Time to See Our Children Shine

I was 12 weeks plus 3 days pregnant when I found out about sweet Dori’s diagnosis, although a shock, for me Dori’s existence was and still is a blessing. However, that phone call I received was my first glimpse into the views the medical professionals have of Down syndrome, unfortunately those views were sad and very much outdated.

I wasn’t even given a moment to process what the doctor said to me, before being asked if I wanted to terminate. Terminate my baby? Was Down syndrome that bad?  I am young, and I did not know much about Down syndrome at the time, but I immediately shut down her words with a stern ‘no’, because no matter how ‘bad’ this was I wanted my baby. The months went on and they included many lonely scans and appointments where I was constantly reminded that I could terminate at any time; every time I sternly stood my ground and refused. It wasn’t until my last scan that I questioned why they kept bringing up termination and I was simply told because my ‘baby’s life would be hard, and she would have a bad quality of life’.  So, like any young mum would do I took to social media to find out how real families coped with this ‘awful’ news. But I didn’t find depressing images or people living horrific lives. Instead I was welcomed with love, joy, and just pure happiness. 

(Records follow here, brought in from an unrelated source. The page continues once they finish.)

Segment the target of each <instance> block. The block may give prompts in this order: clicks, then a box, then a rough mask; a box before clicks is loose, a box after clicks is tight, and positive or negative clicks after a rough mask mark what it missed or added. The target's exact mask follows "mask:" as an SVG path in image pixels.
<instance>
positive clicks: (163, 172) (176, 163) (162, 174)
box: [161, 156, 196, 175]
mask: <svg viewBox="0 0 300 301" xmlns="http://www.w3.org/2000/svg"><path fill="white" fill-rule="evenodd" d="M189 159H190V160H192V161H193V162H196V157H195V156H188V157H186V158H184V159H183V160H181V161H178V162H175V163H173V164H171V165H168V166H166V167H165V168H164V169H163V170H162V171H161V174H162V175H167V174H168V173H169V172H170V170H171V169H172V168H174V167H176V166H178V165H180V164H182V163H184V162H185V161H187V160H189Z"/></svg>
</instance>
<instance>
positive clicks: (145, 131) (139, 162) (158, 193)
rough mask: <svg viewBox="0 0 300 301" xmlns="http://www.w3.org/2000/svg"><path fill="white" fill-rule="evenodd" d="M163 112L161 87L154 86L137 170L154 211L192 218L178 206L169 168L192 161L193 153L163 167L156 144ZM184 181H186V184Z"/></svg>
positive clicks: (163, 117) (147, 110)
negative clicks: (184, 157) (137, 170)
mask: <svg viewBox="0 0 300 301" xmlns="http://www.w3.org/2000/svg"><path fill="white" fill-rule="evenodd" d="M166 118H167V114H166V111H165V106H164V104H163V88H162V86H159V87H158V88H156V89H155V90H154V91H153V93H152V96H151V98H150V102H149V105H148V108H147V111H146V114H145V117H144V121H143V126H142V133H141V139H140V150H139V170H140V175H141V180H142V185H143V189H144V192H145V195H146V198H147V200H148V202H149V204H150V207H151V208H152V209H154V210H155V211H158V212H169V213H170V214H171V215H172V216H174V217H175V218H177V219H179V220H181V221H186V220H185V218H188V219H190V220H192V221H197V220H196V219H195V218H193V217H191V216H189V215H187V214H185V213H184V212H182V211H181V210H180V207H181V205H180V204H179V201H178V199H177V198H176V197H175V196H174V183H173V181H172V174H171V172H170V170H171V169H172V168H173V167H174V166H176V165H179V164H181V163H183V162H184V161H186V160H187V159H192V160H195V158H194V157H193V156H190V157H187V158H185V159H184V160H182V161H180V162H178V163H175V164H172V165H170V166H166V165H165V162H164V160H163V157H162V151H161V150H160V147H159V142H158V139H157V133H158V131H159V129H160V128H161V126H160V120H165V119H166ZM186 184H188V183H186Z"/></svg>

Fast forward to where we are now 7 months down the line, and I can’t say that the medical experience has gotten any better with their attitude towards Dori. She’s needlessly had feeding tubes placed in because doctors assumed that’s what she needed – because all children with Down syndrome have those, right? They have spoken down about her in negative ways – the old GP told me that Dori would live a life of ‘suffering’. Then the most recent and heartbreaking conversation came from her paediatric team this week when I asked about getting Dori some physiotherapy to help her develop. I was told that they wouldn’t be offering Dori physiotherapy as she’s ‘supposed’ to be behind on milestones and I need to stop pushing my baby into achieving things at a typical rate. I was very rudely told that my baby didn’t need their help and they were too busy for her. Too busy for a baby, a 7-month-old baby who deserves their attention just as much as the other children in their care. 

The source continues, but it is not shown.